I haven't had this much fun with a gadget in a while (and that includes the Zune). Much of my fun can be linked to the Stiletto 100's thoughtfully designed interface. Despite carrying myriad features--many of which intersect and could thus cause confusion--the device is incredibly simple to use. And, like most satellite radio devices, there is the constant discovery of new music and content.
Good design makes a difference
The device itself is unusual. Measuring 4.5x2x0.7 inches (and weighing 4.6 ounces), it appears very unstiletto-like. In fact, it's more like a clog. The device's thickness is accented by the standard battery pack that juts out the backside. Impressively, the Stiletto actually ships with two batteries, the second being thinner and sitting flush with the rest of the backside (more on the batteries later).

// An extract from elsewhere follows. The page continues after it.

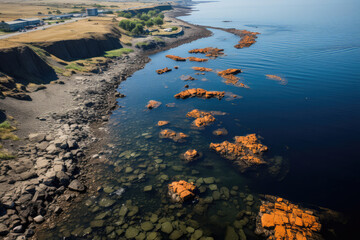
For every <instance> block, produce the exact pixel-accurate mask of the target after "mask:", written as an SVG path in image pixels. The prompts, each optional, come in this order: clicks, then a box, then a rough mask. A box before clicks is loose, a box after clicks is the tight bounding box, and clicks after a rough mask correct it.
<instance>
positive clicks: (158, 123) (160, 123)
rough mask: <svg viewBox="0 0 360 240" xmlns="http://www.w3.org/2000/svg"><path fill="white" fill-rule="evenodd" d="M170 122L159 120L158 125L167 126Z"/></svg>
mask: <svg viewBox="0 0 360 240" xmlns="http://www.w3.org/2000/svg"><path fill="white" fill-rule="evenodd" d="M168 124H169V122H168V121H158V124H157V125H158V126H159V127H161V126H165V125H168Z"/></svg>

The Stiletto's chunkiness doesn't bother me. It's durable and certainly pocketable, and the overall industrial design matches well with the device's musical heart. You can't fully understand the Stiletto, however, until you've seen its 2.25-inch screen, which is larger than the Inno/Helix. The screen is bright and rich with colors, although it does attract fingerprints. The icon-based main menu is simple: Satellite radio, Internet radio, Library, Radio replays, Recording, and Settings. Each menu option lights up as you pass over it, and the combination of the sharp fonts, oversized graphics and audio feedback gives the Stiletto 100 an aura similar to the Sony PSP. As one observer noted, it's like a video game.
The dynamic aesthetics (including nice background graphics and colorful station icons in the corner such as a record playing on a turntable to denote the Electronic/Dance channels), and the audio feedback (including chimes and a unique voice announcing the current channel) are excellent. But even more than that, the GUI is very intelligently laid out. For example, text cues indicate exactly where you are--whether it's a recorded song from the library or live reception via satellite. The interface indicates the current songs playing of any channel, from which channel a given song was recorded, and more. This is critical to the Stiletto's appeal since the library is such a mishmash of both recorded content and your own.
Controlling the Stiletto is like driving a Cadillac--nice and smooth, thanks to the one-inch diameter Media Dial. This mechanical "click wheel" is made of tactile rubber with raised edges; the dial offers notched feedback so you get pinpoint control (though sometimes it's so hypersensitive that you pass your intended option). A small select-button sits in the center, and the dial itself can be depressed in four directions: up, left, and right for the playback controls, and down to activate your favorites. The latter, represented by a heart icon, will activate recording of a song or station.
Beyond the wheel are four "corner" buttons: Back, Home, Options and Display. The Back and Home buttons will be used most often, and there's no mystery where these buttons will take you because, in general, there aren't too many options or suboptions--a good 10-minute session should be enough for most users to acclimate to the Stiletto.
The Stiletto's left spine features dedicated volume buttons and the power/hold switch, while the bottom includes the proprietary dock (used with the antenna headphones, optional home or auto kits, and the USB connection) and a standard headphone jack. You can use regular headphones with the device (earbuds are included), but you'll get the best reception using the antenna headphones, which, by the way, are stiff and incredibly uncomfortable. We also find it inconvenient that you can't charge the device while the antenna headphones are attached. As I write, I'm sitting near a window and prefer the stronger signal of the headphones, yet I can't charge the Stiletto. (Note: You can charge via USB.)